One of the most surprising ways our partnership with CloudFactory proved valuable was in their assistance with improving our in-house labeling tool. As the first outside users, they’ve helped us shape a more intuitive and user-friendly tool. Simple changes such as the ability to hide an annotation made it easier to create accurate labels.

Our team leads also advocated for a “dashboard” that would allow them to track productivity. The dashboard also features an insightful “Collaborators” section that tracks key metrics such as label speed. CloudFactory’s expertise has so enhanced our tool, we may decide to repackage it for public use at some later date.

An animated screen capture of the dashboard in Azavea's in-house data-labeling tool. — Cloud Workers advocated for a project dashboard.

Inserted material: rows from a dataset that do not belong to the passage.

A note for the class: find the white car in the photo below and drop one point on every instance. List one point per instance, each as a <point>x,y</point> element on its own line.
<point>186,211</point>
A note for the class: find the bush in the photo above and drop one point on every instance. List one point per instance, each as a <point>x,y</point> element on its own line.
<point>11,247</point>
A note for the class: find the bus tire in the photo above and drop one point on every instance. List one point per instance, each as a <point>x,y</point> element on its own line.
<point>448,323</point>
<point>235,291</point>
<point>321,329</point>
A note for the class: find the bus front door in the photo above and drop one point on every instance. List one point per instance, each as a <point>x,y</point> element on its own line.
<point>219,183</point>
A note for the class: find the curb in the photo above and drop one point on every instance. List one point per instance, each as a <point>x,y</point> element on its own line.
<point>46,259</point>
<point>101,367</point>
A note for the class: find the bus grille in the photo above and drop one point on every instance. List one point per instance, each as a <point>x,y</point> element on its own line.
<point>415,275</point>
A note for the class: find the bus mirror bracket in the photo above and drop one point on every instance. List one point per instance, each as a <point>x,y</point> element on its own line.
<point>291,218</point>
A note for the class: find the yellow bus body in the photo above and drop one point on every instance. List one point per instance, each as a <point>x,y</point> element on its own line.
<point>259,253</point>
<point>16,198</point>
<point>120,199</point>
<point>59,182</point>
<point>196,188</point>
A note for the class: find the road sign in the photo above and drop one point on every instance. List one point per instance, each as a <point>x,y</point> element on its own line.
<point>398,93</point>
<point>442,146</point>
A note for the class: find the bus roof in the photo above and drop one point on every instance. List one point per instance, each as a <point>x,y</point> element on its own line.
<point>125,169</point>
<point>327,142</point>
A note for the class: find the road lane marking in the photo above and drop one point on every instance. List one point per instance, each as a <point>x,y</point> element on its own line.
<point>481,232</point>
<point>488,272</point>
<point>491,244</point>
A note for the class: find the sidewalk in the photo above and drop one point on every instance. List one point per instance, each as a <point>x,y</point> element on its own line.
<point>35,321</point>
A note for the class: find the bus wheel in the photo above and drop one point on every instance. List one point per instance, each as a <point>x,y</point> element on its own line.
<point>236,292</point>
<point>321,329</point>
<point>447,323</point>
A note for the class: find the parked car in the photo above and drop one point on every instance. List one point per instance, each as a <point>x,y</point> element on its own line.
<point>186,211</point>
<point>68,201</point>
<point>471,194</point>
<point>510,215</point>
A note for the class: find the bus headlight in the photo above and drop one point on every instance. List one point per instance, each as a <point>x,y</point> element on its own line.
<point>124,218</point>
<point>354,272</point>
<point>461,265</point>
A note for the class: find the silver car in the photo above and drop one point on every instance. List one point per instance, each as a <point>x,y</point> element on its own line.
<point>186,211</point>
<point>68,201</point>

Challenge your cultural assumptions

As machine learning becomes a more prominent segment of the AI field, many are working to ensure that the ethical implications of such work are interrogated, and that the well-being of our planet and fellow humans are considerations in the process from beginning to end. A plus of working with CloudFactory is their engagement in this area — including their commitment to impact sourcing and acknowledging the worker as a whole.

What’s data labeling got to do with it?

While training documents might seem an odd place for cultural exchange, it’s surprising how many cultural assumptions are implicit in even the most granular of documents. Consider the truck. One challenge was teaching our Cloud Workers to classify vehicles in three categories, including “Passenger Vehicle” and “Truck.” While the difference between a pick-up truck and, you know, a “truck truck”, was clear to those of us in the room when we selected those terms, it most certainly was not to those who we were asking to label our imagery. And, why should it be? Even a quick glimpse at the Wikipedia entry for truck reveals how much the term can vary by culture.

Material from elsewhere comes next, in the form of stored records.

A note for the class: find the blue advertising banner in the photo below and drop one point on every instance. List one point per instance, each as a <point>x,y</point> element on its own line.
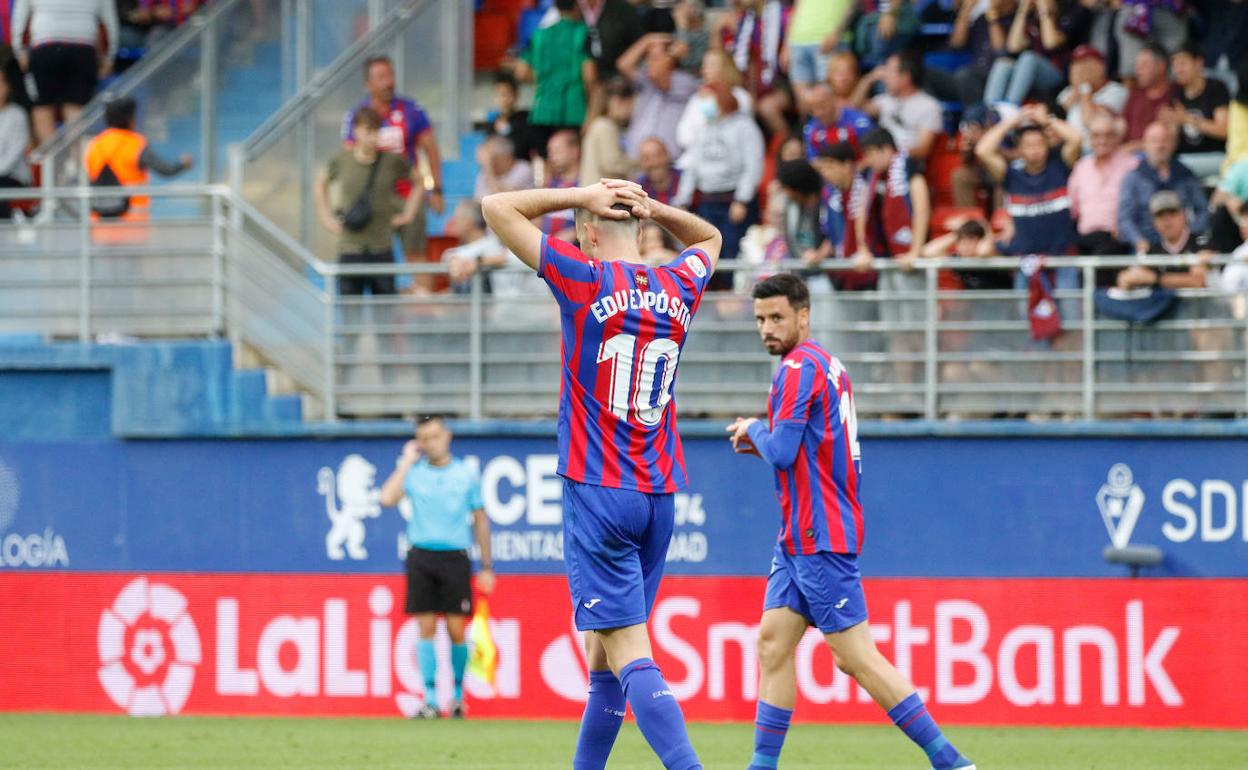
<point>934,507</point>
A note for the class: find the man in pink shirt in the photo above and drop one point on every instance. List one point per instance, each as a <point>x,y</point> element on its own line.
<point>1093,187</point>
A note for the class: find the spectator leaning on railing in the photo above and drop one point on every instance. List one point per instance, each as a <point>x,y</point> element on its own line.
<point>1158,170</point>
<point>63,58</point>
<point>367,214</point>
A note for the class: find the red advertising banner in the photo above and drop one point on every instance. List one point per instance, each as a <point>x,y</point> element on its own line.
<point>1087,652</point>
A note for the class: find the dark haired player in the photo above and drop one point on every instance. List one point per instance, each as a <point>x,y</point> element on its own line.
<point>624,325</point>
<point>810,438</point>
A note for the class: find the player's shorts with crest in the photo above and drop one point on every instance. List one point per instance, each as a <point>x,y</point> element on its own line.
<point>614,545</point>
<point>824,588</point>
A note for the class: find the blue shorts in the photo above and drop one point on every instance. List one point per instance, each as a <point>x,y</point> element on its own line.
<point>824,588</point>
<point>615,545</point>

A screenshot of the introduction to the Wikipedia entry for the term "Truck." — Definitely a “*truck* truck”.

The cultural gap need not be as great as that between the U.S. and Nepal to cause issues, either. While it might seem strange for a former Southern Californian, I’m not a driver. In fact, I failed the only driving test I’ve ever taken within three blocks (I still maintain that I was tricked!). In any case, this was not something I expected to come up in my machine learning work until I needed to distinguish crosswalks from say, speed bumps or gore points. I’ll be honest, I didn’t even know what a gore point was. Understanding your own cultural viewpoints is an important step in creating useful documentation that both respects your teammates and ensures you achieve the results you desire.

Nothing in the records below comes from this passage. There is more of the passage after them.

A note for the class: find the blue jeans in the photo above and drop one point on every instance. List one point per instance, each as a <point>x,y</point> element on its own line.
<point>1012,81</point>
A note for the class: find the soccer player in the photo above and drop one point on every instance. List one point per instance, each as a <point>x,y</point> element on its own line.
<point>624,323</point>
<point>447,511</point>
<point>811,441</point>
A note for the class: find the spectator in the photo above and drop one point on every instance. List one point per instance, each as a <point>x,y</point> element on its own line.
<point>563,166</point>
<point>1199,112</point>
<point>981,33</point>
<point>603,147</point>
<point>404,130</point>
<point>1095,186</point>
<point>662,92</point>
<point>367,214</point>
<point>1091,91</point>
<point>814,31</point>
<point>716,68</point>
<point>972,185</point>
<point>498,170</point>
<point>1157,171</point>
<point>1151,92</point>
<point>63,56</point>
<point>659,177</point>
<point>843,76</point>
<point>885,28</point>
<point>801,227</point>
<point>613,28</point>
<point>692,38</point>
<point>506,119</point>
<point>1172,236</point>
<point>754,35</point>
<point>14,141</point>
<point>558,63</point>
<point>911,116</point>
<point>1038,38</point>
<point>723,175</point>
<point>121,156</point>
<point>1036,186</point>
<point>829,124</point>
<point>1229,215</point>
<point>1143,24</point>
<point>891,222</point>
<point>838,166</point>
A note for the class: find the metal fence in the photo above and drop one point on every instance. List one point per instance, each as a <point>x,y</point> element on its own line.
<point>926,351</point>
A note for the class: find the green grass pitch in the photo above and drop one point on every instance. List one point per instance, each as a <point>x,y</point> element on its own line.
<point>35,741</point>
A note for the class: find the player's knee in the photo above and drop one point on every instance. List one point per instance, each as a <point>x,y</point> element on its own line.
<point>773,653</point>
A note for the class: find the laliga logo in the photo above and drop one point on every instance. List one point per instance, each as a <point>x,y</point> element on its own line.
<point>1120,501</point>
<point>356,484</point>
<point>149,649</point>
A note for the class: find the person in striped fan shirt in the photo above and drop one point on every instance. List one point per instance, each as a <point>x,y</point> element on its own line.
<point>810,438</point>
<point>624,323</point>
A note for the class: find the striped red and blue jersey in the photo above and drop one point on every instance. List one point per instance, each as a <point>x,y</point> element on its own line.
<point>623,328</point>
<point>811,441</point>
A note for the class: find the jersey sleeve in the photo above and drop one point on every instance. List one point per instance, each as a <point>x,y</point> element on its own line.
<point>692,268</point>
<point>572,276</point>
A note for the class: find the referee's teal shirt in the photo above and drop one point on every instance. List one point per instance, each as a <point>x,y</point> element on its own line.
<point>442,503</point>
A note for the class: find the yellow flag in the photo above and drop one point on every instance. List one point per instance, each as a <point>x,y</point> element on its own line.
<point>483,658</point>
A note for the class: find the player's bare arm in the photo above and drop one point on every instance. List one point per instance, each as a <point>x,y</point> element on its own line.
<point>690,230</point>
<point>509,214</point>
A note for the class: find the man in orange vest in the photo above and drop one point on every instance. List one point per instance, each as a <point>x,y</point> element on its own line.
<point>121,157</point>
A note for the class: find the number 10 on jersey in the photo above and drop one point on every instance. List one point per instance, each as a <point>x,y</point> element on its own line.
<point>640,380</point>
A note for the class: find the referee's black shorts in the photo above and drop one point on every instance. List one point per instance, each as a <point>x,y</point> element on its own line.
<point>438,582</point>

A screenshot of an aerial image of a faded speed bump in a residential New York neighborhood. — This is a faded speed bump, so I’m told.

Conclusion

In creating documentation to train computer vision workers, I’m sure that I learned as much as I taught. Working carefully and thoughtfully — with judicious revision — is vital in ensuring that you are feeding accurate labels into your machine learning model. Most importantly, you need to trust and respect your labeling team, and your training materials should reflect that. Whether you’re sizing imagery, determining the best mode of presentation, or deciding what exactly is a crosswalk, a user-focus and a collaborative spirit are two of your best tools.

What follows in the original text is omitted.